1. Field of the Invention
The present invention relates to a method of producing single crystals of silicon carbide or the like and a seed crystal used in the method.
2. Related Arts
Single-crystal silicon carbide (SiC) is useful for a substrate of a semiconductor device. As a method for producing the single-crystal SiC, the sublimation method in which source material powder is sublimated to be redeposited on a seed crystal is conventionally adopted, as reported in "Journal of Crystal Growth 43", 1978, PP. 209-212, for example. FIG. 1 schematically shows an apparatus used in the sublimation method. The apparatus includes a graphite crucible composed of a vessel 1 and a lid (a base) 2. SiC source material powder 3 is held in the vessel 1 so that a volume of the SiC source material powder 3 does not exceed a half volume of the vessel 1. On the lower face of the lid 2 is fixed a seed crystal 4 to oppose to the SiC source material powder 3. In a state that a temperature of the seed crystal 4 is kept to be lower than a temperature of the SiC source material powder 3 within the graphite crucible, the SiC source material powder 3 is sublimated. The gas sublimated from the SiC source material powder 3 is recrystallized on the seed crystal 4 to form single crystals 5.
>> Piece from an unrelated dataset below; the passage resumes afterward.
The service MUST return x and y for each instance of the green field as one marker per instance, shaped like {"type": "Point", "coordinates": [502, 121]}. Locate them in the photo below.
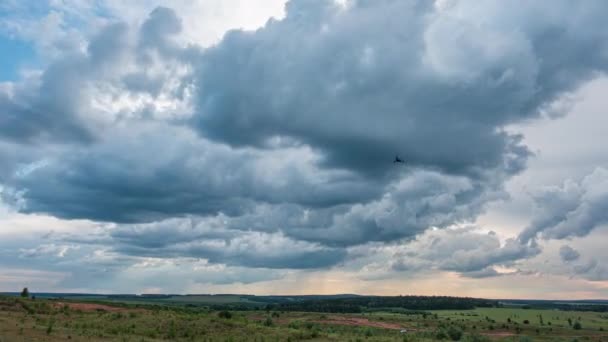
{"type": "Point", "coordinates": [62, 320]}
In the above-mentioned method, the seed crystal 4 is usually bonded to the lid 2 through adhesives. In this case, however, it is difficult to bond the seed crystal 4 to the lid 2 without making any spaces therebetween due to low processing accuracy of the lid 2 and existence of the adhesives. Because of this, temperature of a surface of the seed crystal 4 bonded to the lid 2 (a bonding surface) becomes non-uniform depending on the area therein, thereby giving rise to recrystallization on the bonding surface of the seed crystal 4. The recrystallization starts from a lower temperature portion of the bonding surface, resulting in defects in the seed crystal 4. The seed crystal 4 further has a temperature gradient in a thickness direction thereof, and the temperature gradient functions as a driving power to develop the recrystallization in the seed crystal 4. Therefore, there is a possibility that the recrystallization reaches the other surface of the seed crystal 4 (a crystal growth surface) on which the single crystals 5 are formed.
This mechanism will be explained referring to FIGS. 2A to 2C. FIG. 2A shows a space formed between the seed crystal 4 and the base 21 due to the adhesives 6. In the process of growing the single crystals 5 by the sublimation method, the source material is kept at a higher temperature, while the seed crystal 4 is kept at a lower temperature. Therefore, a temperature gradient is generated in the entire portion in a crucible holding the seed crystal 4 and the source material. The temperature gradient also exists between the seed crystal 4 and the base 21 as well as inside the seed crystal 4.
Under this situation, when the seed crystal 4 is exposed to the space, sublimation and redeposition of SiC from the seed crystal 4 and surface diffusion of SiC on the surface of the seed crystal 4 occur so that SiC moves from a higher temperature portion to a lower temperature portion. For example, SiC moves from the seed crystal 4 to the base 21 and recrystallizes on the base 21 as shown in FIG. 2B. These phenomena accompany voids 41 in the seed crystal 4. In the seed crystal 4, SiC moves to occupy the voids 41 from the much higher temperature portion, thereby producing other voids 41 successively. Thus mass transfer of SiC progresses successively.
Consequently, the voids 41 exist between the recrystallized portion 42 and the other portion in which the mass transfer of SiC did not occur. The recrystallization occurs at several portions in the bonding surface of the seed crystal 4, and crystalinity of the recrystallized portion 42 is low. Further, the mass transfer of SiC is likely to occurs in defect part in the seed crystal 4, so that pipe-like defects (micro-pipe defects) 7 are generated to extend into the single crystals 5 formed on the seed crystal 4 as shown in FIG. 2C. As a result, crystalinity of the single crystals 5 is lowered, resulting in deterioration of yield factor of the single crystals 5.